Pam screamed, as did the girl next to Jim. Jim's roommate, a few steps behind, quickly moved up to his side, placing a steadying hand on Jim's shoulder because it looked for all the world like he was just getting started. There was blood on his knuckles and Pam didn't know if it was Roy's or Jim's. She gaped in horror between the two of them, as Roy slowly regained his footing.

"Halpert!" he yelled, the word muffled behind his hands. "I'm going to kick your ass for that."

"No!" Pam yelled, tugging on his elbow. "Jim, please. Please."

Jim didn't even glance her way, just continued to eye Roy with murder in his eyes. "Better me than her," he said flatly. "She's not much of a match for you, is she, Roy? A buck ten, soaking wet? I would say pick on somebody your own size, but you're probably the biggest waste of space I know. So I'll just say that if you ever touch her again—if you touch so much as a hair on her head ever again—I'm going to make you wish you'd picked some other girl to beat up."

"You think you can take me, Halpert? You gotta be kidding." Roy tried to laugh, but Pam understood that the danger, at least from his end, was over. He might have been twice Jim's size, but he was outnumbered, and in public, and her lip was bleeding. It didn't look good for Roy at any rate.

Jim continued. "Not saying you couldn't put a normal-sized guy like me in the hospital, Roy. I'm not stupid. But trust me, I won't fight fair."

Silence settled over the little group, broken only by the sound of Roy's labored, wet breathing and, Pam imagined, the sound of her racing heart. Finally Roy threw his hands into the air as if he just didn't have time to deal with such annoyances. As he stepped deliberately toward Jim, Jim and Mark both stood up straighter and Pam held her breath. But he just shoved roughly past Jim, bumping his broad shoulder against Jim's in an almost pathetic show of machismo. Then he disappeared back inside the bar.

"Whoa." Mark summed it up for them all. "You ok, man?" he asked Jim.

Jim glanced down at his hand, at the broken skin on his bloody knuckles, and shrugged. "Totally worth it," he said.

"I have to—I'm—oh God." Pam turned and ran around the corner of the building, just barely making it out of their sight before she leaned over and puked into the shrubbery. Once, twice, three times. She sank to her knees, her breath coming in tearing sobs and her body trembling all over. A few minutes passed, and she began to wonder how she was going to get home. Then she felt a hand on her back and looked up to see him standing over her, his eyes warm and filled with concern.
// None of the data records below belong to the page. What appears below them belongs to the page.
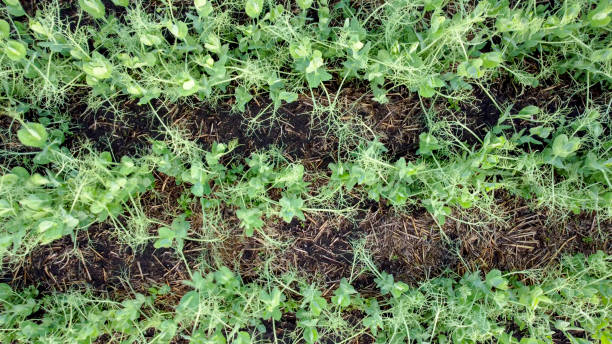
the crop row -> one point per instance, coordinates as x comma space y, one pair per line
213, 51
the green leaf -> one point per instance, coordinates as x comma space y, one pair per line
600, 16
492, 59
250, 219
564, 147
5, 29
315, 71
304, 4
15, 50
99, 67
14, 8
426, 91
178, 29
253, 8
95, 8
33, 135
204, 7
123, 3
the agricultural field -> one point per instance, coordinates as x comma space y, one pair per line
308, 171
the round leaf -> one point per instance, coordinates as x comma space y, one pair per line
33, 135
15, 50
253, 8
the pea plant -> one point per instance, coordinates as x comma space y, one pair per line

He was going to ask if she was ok, she knew he was, and she was going to scream at him because how could he ask that question when nothing, nothing had ever been less ok? She waited for it as he rubbed small, gentle circles on her back.

"Come on," he said, "Let's get you home."
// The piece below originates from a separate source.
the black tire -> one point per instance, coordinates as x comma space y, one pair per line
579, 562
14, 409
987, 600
She took his hand and let him pull her to her feet. Then, suddenly remembering, "But Jim—your date."

He shook his head. "That girl?" he asked, trying to smile and aiming for his teasing tone. "Eh, she decided she liked Mark and his girl better than me. They've gone off to have a ménage à something."

"Jim." Pam's voice hitched, and she felt the flood of tears ready to break through.

He wrapped his arms around her and pulled her close, drawing her head against his shoulder. "Shh. Shh, I know," he murmured into her ear. "I know."